In some places around the world, winter is something that is dreaded. It’s a season that you brace yourself and wait for it to pass, hoping that warmer temperatures of spring arrive soon. Winter in Canada, on the other hand, isn’t just something that’s tolerated, it is absolutely celebrated. Here are just a few of the places in Canada that come alive during the winter.
If you think winter is all about hibernation, think again, because winter is by far the liveliest time of year in Canada and you just have to take a trip to Quebec to see that. Each year the Quebec Winter Carnival brings more than 500,000 people to the city to enjoy the winter chill in a fun and exciting setting. There are ice palaces to marvel at, ice fishing to do, incredible ice sculptures to see and street parades to watch.
Whistler is one of the most popular townships in Canada, and it really comes alive during the winter. If you love to ski, then this places is paradise.
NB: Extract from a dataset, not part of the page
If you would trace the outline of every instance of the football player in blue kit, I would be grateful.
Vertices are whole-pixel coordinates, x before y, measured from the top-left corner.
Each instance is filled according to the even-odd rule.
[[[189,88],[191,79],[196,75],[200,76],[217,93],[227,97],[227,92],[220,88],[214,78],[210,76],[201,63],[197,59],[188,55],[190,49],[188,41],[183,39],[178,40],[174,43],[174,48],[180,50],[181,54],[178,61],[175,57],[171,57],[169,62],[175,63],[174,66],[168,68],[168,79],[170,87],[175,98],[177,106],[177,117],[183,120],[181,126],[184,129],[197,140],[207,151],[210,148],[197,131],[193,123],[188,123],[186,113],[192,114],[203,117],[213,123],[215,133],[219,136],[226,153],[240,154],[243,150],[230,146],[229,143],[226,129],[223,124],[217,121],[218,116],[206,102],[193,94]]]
There’s more than 8,000 acres of ski slopes and more than 200 trains. But when you’re done skiing, there are also shops, bars and restaurants to take your pick from.
Edmonton, the capital of Alberta, is the centre of winter celebrations. There are a variety of festivals and activities including ice carving competitions, deep freeze races, orchestra music and skating activities. If you love winter, this is the place to enjoy it in Canada.
Winter is an exciting time in Banff and Lake Louise, it’s where winter is embraced and actually looked forward to. This is the season that a variety of events and activities are planned including the Ice Magic, Snow Days and Ice Climbing festivals.
You might not think that a visit to the beach is a likely winter weather activity, but that is exactly where people head in Saskatchewan. The Denare Beach Winter Festival is an annual event that focuses on bringing the community together during this particularly cold time of the year.
Ottawa is home to the world’s largest naturally frozen skating rink in the world – the Rideau Canal. It’s even been recognised by the Guinness World Records and been listed as a UNESCO World Heritage-listed site. Thousands of people flock to the area each winter to skate on the 7.8km frozen waterway. And, the best news is, it’s free!